Railroad Safety Appliance Act

Railroad Safety Appliance Act

The Safety Appliance Act is a United States federal law that made air brakes and automatic couplers mandatory on all trains in the United States. It was enacted on March 2, 1893 and took effect in 1900, after a 7 year grace period. The act is credited with a sharp drop in accidents on American railroads in the early twentieth century.

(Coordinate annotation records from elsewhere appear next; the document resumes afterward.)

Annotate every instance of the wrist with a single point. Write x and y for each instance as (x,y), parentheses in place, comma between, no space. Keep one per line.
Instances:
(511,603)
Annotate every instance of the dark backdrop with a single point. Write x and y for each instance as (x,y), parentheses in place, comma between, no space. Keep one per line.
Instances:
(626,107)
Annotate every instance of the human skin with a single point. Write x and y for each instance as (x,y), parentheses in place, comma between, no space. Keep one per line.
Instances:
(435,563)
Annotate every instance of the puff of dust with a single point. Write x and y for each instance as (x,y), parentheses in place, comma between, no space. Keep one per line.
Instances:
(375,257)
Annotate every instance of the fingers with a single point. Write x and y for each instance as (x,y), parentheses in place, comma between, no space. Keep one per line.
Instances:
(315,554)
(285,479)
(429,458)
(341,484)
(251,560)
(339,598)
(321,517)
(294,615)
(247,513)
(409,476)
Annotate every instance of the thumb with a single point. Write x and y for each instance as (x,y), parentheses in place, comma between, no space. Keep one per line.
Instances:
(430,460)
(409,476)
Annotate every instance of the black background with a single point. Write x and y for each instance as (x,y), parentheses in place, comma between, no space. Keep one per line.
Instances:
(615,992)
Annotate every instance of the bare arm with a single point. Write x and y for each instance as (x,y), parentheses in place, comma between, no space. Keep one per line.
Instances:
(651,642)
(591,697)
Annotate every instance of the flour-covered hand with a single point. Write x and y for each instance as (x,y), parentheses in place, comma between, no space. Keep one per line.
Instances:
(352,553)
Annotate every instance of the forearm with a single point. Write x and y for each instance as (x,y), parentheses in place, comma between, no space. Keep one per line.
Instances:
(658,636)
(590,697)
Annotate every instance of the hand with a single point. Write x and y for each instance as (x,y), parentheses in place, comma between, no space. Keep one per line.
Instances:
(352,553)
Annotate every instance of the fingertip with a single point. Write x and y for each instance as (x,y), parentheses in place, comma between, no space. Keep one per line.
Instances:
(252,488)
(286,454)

Read more about Railroad Safety Appliance Act:  Background, 1893 Act, Amendments, Case Law

Famous quotes containing the words railroad, safety, appliance and/or act:

    I was the conductor of the Underground Railroad for eight years, and I can say what most conductors can’t say—I never ran my train off the track and I never lost a passenger.
    Harriet Tubman (1821–1913)

    There was only one catch and that was Catch-22, which specified that a concern for one’s own safety in the face of dangers that were real and immediate was the process of a rational mind.... Orr would be crazy to fly more missions and sane if he didn’t, but if he was sane he had to fly them. If he flew them he was crazy and didn’t have to; but if he didn’t want to he was sane and had to.
    Joseph Heller (b. 1923)

    Diseases desperate grown
    By desperate appliance are relieved,
    Or not at all.
    William Shakespeare (1564–1616)

    In my dealing with my child, my Latin and Greek, my accomplishments and my money stead me nothing; but as much soul as I have avails. If I am wilful, he sets his will against mine, one for one, and leaves me, if I please, the degradation of beating him by my superiority of strength. But if I renounce my will, and act for the soul, setting that up as umpire between us two, out of his young eyes looks the same soul; he reveres and loves with me.